In that galaxy far, far away even the youngest Wookiee is familiar with the following scenario: You are out for a winters's stroll in your All Terrain-Armored Transport (AT-AT) walker, and all of a sudden your phone buzzes with an alert from Twitter: 12 pictures that show how Darth Vader and Emperor Palpatine are the best friends in the galaxy! You can't not read it. Everyone will be talking about it at the Cantina later. So you reach for your phone, put your AT-AT in autopilot, and start thumbing.
But while you're distracted, a bunch of pesky members of the Rebel Alliance come through the area and somehow, using only cables (a technology that was not even revolutionary in the time of the Egyptians let alone a futuristic, ancient galaxy), wrap up your AT-AT's legs ... and forced down you are.
In our galaxy, since we don't all have our own AT-AT (thanks, Obama) and, in New York City at least, "hoverboards" are now illegal, we are forced to go for a winter stroll using our own two feet like the French or other primitive cultures.
Yet distracted walking has still become a huge problem, the primary difference probably being that our equivalent alert is more along the lines of "12 pictures that show Donald Trump and Jeb Bush are really the best friends in the galaxy."

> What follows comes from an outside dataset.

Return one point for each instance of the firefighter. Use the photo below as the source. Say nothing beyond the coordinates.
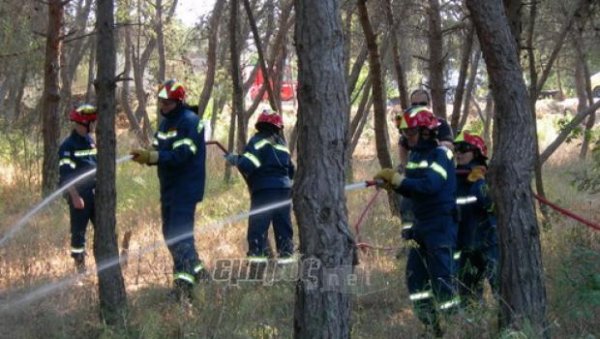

Distracted walking caused by people whose faces are buried in their smart phones has become more and more of a health risk. While millenials (ages 18-35) are more likely to be involved in a distracted walking incident, elderly women are most likely the ones to be seriously injured when it happens, according to a 2013 study in Accident Analysis & Prevention.
Data, which came from US Consumer Product Safety Commission, showed that from 2004 to 2010 emergency room visits for injuries sustained during distracted walking doubled. These injuries included shattered pelvises, and head, neck and back injuries. The National Safety Council estimated that between 2000 and 2011, over 11,000 injuries occurred due to walkers distracted by their cell phones. Sure, happening on the planet Hoth would be one thing, but even familiar environs are not safe: a little more than half of all distracted walking injuries occur while at home.
Yet many Americans don't see distracted walking as a real problem. A survey of 6,000 people in American Academy of Orthopedic Surgeons found that while 74 percent of Americans think other people engage in distracted walking and it's a problem, only 29 percent say identified themselves as a distractible walker. Only 46 percent thought distracted walking was a problem for themselves.
Since none of us have Jedi mindfulness, nor do we have the panacea healing powers of that recovery tank Luke enters in "The Empire Strikes Back" to heal our wounds, I suggest we all try and focus a little more on the path in front of us and a little less on the Ewok click-bait.